Esterification of hydroxylated vegetable oils using acrylic acid or acryloyl chloride is another efficient method for the preparation of acrylated vegetable oils for UV-curing. The reaction is active and usually happens at low temperatures, which may minimize side-reactions such as the homopolymerization of acrylate monomers. The naturally occurring hydroxyl groups in castor oil are usually used to attach polymerizable acrylic moieties, by reacting castor oil with acryloyl chloride. The Applewhite49 and Pelletier50 groups reacted the hydroxyl groups of castor oil with acryloyl chloride to prepared acrylated castor oil (ACO). We also obtained ACO from castor oil using the same strategy (Figure 1.7).51
Epoxidized vegetable oils can be reacted with polyhydric alcohols to prepare vegetable-oil-based polyols. Cheong's group used a vegetable-oil-based polyol to prepare an acrylated polyol ester pre-polymer via the polycondensation esterification between polyol and acrylic acid, and thereafter produced a radiation-curable formulation from the pre-polymer (Figure 1.8).52
Acrylate moieties have also been attached to triglyceride structures by the one-step addition of bromide and acrylate groups to a CC bond. Soybean and sunflower oils have been modified in the presence of acrylic acid and N-bromosuccinimide (NBS, Figure 1.9).19,53
The Patel group54 has synthesized a series of UV-curable polyurethane acrylate pre-polymer monomers by reacting polyols from sesame oil (edible) and using different ratio of polyols, aromatic isocyanate, and aliphatic isocyanate, 2-hydroxy ethyl methacrylate (HEMA) and dibutyltin dilaurate (DBTDL) as the catalyst. Polyols were prepared via the alcoholysis of triglyceride oil using a proprietary method, which was further reacted with toluene diisocyanate and isophorone diisocyanate in different ratios to develop a series of polyurethanes (Figure 1.10).

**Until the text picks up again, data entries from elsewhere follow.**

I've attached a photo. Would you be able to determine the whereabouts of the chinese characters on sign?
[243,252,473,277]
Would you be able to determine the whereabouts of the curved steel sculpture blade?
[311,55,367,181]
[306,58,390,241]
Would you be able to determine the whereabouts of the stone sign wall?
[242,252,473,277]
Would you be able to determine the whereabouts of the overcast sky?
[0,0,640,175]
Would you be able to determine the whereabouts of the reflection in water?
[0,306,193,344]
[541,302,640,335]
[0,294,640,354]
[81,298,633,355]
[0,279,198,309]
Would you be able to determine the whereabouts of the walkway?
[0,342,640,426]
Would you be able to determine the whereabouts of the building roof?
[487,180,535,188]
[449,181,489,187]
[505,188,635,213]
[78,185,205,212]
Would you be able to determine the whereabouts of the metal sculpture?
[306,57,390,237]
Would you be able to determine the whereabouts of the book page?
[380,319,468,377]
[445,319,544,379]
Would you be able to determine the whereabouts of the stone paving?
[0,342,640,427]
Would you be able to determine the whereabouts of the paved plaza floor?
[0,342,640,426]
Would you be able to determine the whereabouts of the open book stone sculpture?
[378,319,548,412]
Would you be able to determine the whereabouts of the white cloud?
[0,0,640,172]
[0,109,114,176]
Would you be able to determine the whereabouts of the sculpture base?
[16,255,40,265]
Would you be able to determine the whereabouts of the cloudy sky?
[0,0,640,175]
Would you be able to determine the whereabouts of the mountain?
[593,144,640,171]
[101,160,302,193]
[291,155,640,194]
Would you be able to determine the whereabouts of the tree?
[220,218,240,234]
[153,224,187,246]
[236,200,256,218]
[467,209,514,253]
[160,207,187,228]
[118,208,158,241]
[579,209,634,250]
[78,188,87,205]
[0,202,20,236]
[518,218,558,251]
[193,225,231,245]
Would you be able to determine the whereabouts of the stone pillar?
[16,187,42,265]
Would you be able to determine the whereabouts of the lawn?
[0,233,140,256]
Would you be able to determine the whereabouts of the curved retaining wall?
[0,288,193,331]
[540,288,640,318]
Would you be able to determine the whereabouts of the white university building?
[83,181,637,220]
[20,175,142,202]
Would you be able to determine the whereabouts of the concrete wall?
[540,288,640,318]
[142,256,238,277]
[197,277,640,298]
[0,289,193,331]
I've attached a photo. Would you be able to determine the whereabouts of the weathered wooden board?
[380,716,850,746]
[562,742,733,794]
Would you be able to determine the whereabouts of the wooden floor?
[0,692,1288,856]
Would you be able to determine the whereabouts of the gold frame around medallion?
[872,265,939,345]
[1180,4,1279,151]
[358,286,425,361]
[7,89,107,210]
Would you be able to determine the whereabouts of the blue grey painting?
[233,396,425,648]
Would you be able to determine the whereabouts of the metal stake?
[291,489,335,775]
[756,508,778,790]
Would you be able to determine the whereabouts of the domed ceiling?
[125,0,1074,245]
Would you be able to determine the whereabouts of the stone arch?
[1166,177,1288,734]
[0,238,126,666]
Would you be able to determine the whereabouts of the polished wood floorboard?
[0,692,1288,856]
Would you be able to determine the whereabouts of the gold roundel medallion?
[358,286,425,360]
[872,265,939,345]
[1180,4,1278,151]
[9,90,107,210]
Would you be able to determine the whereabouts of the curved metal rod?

Homan et al. also employed an acrylate-bearing isocyanate group to produce acrylate castor oil.55 Patel et al. modified monoacylglycerol (MAG) with the diisocyanate reagents methylene bis(4-phenylisocyanate) (MDI) and toluene diisocyanate (TDI). The free terminal isocyanate groups of MAG reacted with the acrylate monomer, which bears a free –OH group.56 A final route for urethane-acrylated vegetable oils is the reaction of an acrylate bearing an isocyanate group and fatty chains, with a hyperbranched hydroxyl-terminated polyester.57
1.3 Photo-cured Materials from Vegetable Oil Monomers
Photo-curing formulations are usually comprised of multifunctional monomers and oligomers, with small amounts of a photo-initiator which generates reactive species (free radicals or ions) upon UV exposure. The overall process can be represented schematically as shown in Figure 1.11.7 There are two major classes of UV-curable resins, and they differ in their polymerization mechanism of monomers i.e. acrylates or unsaturated polyesters (free radical polymerization) vs. photo-initiated cationic polymerization of multifunctional epoxides and vinyl ethers (cationic polymerization).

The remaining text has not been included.